In the description of shared-memory matrix descriptor for wgmma.mma_async instruction, the NVIDIA PTX ISA 8.8 manual gives little information about how to obtain the “matrix start address”, which is encoded in bits [0,13] of matrix descriptor. I have 3 questions about “matrix start address”:
1). Is it in bytes?
2). Which state space is it in, generic/shared/else?
3). If it is in the “shared” state space, if the unit is “byte”, for a cluster with 8 blocks on a Hopper device, the maximum start address should be no less than 7x224x1024 which (has 21 bits) exceeds the maximum address number ((2^14-1)x16) the matrix descriptor can encode.
PTX manual:
The shared memory descriptor describes the properties of multiplicand matrix in shared memory including its location in the shared memory of the current CTA.
The following must be 16-byte aligned:
Matrix start address
So probably (not fully covered by documentation) you divide the address by 16.
Thus with 14 bits you can address 256 KiB max. of the current SM (not the shared memory of other SMs in the thread block cluster).

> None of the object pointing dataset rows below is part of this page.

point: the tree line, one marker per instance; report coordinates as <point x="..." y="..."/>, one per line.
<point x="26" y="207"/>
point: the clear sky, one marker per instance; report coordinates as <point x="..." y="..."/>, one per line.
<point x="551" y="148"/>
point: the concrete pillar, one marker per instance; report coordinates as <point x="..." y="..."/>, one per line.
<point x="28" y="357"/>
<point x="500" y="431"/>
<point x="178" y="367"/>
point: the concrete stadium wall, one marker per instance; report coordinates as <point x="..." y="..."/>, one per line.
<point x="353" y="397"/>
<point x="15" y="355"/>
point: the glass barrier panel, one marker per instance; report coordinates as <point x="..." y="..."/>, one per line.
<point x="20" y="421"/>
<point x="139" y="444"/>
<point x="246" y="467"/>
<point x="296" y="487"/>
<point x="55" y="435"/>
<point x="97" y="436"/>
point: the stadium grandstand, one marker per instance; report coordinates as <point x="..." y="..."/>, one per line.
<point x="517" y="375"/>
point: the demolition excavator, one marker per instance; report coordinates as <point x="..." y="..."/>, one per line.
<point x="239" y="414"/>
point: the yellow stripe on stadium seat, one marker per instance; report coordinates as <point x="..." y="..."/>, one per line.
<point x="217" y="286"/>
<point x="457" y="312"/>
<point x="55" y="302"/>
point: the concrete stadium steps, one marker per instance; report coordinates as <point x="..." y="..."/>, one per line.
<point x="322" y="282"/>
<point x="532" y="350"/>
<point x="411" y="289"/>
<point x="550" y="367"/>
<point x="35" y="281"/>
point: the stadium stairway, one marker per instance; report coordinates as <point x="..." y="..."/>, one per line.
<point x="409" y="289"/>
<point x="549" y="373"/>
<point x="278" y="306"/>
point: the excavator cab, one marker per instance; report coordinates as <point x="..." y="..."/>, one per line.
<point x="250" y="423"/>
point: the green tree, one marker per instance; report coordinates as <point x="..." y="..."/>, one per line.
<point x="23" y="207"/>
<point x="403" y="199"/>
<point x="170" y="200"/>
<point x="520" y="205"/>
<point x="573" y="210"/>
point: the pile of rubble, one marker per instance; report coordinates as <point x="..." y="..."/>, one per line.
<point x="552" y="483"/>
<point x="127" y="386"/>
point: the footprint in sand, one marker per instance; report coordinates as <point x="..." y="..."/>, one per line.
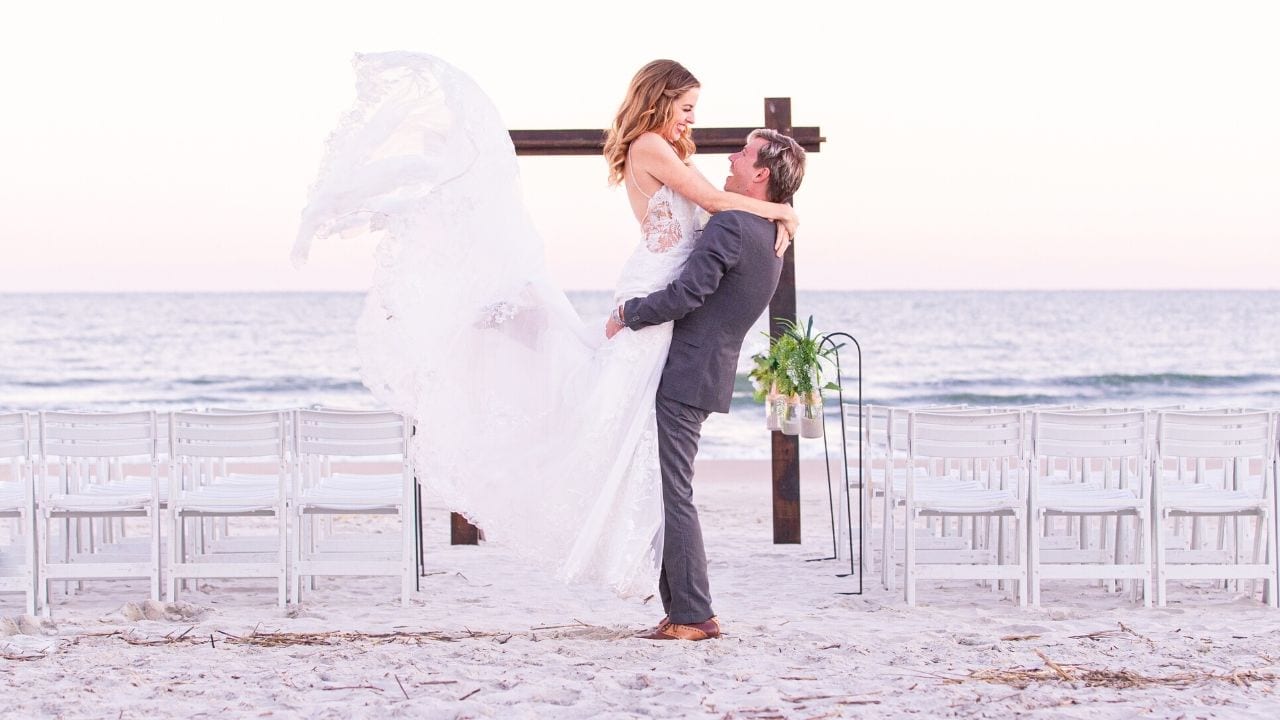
<point x="27" y="625"/>
<point x="152" y="610"/>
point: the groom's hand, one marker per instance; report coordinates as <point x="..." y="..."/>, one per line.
<point x="613" y="326"/>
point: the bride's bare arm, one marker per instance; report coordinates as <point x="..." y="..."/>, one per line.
<point x="656" y="156"/>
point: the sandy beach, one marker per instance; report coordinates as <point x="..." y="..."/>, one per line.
<point x="490" y="636"/>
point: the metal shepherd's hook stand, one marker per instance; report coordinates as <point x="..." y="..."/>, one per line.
<point x="828" y="340"/>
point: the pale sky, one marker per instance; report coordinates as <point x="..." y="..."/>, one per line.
<point x="168" y="146"/>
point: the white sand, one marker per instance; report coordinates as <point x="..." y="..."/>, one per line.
<point x="794" y="648"/>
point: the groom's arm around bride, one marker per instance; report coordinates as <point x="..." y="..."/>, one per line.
<point x="726" y="283"/>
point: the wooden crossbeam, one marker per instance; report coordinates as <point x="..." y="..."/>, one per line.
<point x="785" y="449"/>
<point x="592" y="141"/>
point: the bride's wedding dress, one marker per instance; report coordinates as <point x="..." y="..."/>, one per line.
<point x="529" y="422"/>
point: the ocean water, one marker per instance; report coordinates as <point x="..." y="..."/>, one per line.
<point x="1201" y="349"/>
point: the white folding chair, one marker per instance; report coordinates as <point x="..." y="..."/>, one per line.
<point x="352" y="463"/>
<point x="1225" y="472"/>
<point x="81" y="478"/>
<point x="960" y="450"/>
<point x="206" y="450"/>
<point x="1107" y="478"/>
<point x="17" y="504"/>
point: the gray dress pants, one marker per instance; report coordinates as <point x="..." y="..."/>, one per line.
<point x="682" y="584"/>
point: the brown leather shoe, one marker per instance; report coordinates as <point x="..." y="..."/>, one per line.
<point x="704" y="630"/>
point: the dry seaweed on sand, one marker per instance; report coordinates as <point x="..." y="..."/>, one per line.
<point x="1101" y="677"/>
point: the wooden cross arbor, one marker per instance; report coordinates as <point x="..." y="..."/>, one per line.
<point x="786" y="449"/>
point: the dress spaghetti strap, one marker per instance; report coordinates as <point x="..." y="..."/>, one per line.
<point x="634" y="181"/>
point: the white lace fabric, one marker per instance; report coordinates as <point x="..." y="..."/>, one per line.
<point x="529" y="422"/>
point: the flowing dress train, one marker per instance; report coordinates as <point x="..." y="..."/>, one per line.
<point x="529" y="422"/>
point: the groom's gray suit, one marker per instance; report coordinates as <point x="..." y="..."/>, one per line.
<point x="725" y="286"/>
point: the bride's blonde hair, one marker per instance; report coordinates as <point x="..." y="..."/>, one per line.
<point x="649" y="106"/>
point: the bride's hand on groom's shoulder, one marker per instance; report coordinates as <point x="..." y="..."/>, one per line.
<point x="613" y="326"/>
<point x="782" y="242"/>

UPDATE: Through some test I found that the so called “matrix start address” corresponds to the shared-space address (in bytes) of the first element in matrix. Althrough it may overflow when encoded into descriptor, it would not arise any ambiguity since the shared-memory address range of a CTA is within 256Ki.
But 256 KiB need 18 bits of addressing. And the size of the matrix start is 14 bits.
Yes, you divide the shared state space address by 16
As mentioned here:
what you encode in the matrix descriptor bits 13-0 is:
matrix-descriptor-encode(Matrix start address)
where
matrix-descriptor-encode(x) = (x & 0x3FFFF) >> 4
The same encoding applies to the leading dimension and stride dimension offsets (bits 29-16 and 45-32).